Take the British aristocracy as a counter-example. A primary reason they're ridiculously rich is that they own much of the real estate in London, and have retained ownership through the centuries. You can get a long lease on a house in Mayfair, but at the end of the day, and at the end of the 22nd century, it'll still belong to the Crown. Say what you want about the British monarchy, but no one has ever accused them – or the Vatican, for that matter – of not being wise trustees of their possessions.

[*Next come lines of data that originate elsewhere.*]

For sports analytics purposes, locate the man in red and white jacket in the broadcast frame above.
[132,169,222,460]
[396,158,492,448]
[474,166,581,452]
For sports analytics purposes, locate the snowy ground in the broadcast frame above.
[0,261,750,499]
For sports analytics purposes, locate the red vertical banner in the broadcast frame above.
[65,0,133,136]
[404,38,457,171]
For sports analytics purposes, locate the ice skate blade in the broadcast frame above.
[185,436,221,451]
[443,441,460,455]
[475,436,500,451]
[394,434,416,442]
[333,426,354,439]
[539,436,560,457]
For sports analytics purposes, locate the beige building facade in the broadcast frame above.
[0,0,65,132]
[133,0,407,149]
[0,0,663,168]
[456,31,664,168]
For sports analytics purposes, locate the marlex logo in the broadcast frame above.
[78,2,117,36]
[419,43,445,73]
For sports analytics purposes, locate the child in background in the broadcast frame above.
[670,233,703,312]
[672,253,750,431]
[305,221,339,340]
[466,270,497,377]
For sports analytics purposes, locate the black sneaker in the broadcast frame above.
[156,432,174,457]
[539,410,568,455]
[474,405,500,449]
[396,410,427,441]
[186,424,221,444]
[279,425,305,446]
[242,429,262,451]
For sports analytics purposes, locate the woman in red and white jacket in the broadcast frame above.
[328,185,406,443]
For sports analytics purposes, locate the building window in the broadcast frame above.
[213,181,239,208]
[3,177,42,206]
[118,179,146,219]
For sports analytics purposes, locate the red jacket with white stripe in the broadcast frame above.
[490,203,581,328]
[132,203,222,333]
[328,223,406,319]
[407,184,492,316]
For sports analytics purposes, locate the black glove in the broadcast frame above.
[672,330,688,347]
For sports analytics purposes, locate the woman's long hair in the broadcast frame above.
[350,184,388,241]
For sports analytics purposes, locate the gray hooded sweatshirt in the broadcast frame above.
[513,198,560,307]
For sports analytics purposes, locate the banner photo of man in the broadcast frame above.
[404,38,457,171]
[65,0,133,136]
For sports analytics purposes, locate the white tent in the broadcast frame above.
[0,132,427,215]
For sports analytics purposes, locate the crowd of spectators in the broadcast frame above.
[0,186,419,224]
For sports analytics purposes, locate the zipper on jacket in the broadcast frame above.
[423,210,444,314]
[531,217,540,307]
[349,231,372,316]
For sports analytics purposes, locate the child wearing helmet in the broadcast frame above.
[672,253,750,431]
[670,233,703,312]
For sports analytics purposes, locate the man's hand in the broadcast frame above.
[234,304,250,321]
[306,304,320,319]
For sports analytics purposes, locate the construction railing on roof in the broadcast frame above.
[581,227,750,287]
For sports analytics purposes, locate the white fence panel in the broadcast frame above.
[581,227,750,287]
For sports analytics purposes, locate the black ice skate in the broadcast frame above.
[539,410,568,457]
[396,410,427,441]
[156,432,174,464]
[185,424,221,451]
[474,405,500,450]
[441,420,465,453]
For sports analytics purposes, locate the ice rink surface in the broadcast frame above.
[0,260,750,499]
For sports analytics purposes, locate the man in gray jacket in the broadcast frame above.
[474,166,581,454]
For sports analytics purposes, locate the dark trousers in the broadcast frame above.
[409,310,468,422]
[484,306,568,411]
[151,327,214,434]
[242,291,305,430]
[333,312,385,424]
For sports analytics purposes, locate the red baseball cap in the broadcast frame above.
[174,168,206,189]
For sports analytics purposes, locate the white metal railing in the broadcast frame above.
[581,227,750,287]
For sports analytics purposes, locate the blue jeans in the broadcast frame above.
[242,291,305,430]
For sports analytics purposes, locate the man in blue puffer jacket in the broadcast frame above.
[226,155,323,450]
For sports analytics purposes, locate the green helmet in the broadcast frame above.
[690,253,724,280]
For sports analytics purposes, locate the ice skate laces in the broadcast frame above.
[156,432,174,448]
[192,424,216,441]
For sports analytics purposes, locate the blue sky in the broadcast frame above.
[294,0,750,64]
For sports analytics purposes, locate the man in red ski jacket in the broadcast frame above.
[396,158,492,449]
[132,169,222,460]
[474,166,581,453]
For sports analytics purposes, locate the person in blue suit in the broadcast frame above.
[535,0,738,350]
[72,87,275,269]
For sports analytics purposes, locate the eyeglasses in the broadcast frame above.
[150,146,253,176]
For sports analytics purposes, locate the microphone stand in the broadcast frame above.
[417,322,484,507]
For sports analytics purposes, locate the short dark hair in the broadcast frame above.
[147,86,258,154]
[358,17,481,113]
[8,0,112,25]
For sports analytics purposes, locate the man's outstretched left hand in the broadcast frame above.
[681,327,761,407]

A different type of surplus lies at the heart of The Austin Environmental Directory 2017-18, Paul Robbins' massive, sprawling labor of love, released last week in its ninth edition since 1995. Robbins has won multiple Chronicle "Best of Austin" Awards – both readers' and critics' – for his environmental and consumer activism over the years, and in this edition he lays out an extended, somewhat fragmented article "on how to create an electric grid based completely on clean energy."
Calling for "strategy, not stridency" in the long-term shift to a truly renewable energy grid, Robbins warns against quick-fix solutions and "impractical dreams," and centers much of his argument around the challenges posed by the intermittent nature of renewable energy (especially solar and wind), and hence the currently enormous cost of storing and transmitting that theoretically abundant energy. In the end, he sees some positive routes toward the goal, primarily in efficiencies among consumers and utilities, and in new technologies creating a smarter grid and more ways to store and dispatch energy.
There's also a deep analysis of Austin Energy's proposed new gas plant, plus of course, a ton of useful local directory info and tips on food, water, energy, green building, watershed protection, networking, and so much more. The Directory is available at Half Price Books, Central Market North, Wheatsville, and online at www.environmentaldirectory.info.
Library Fans! Whomever the city hires to be its new Director of Libraries will, among other things, oversee the opening of the new Central Library, still tentatively set to open in the fall. Meet the finalist candidates at a town hall meeting on Thu., July 27, from 6:30-8:30pm at the Carver Library, 1161 Angelina. They'll each give a short speech and take questions, followed by an informal meet and greet. See more info at library.austintexas.gov.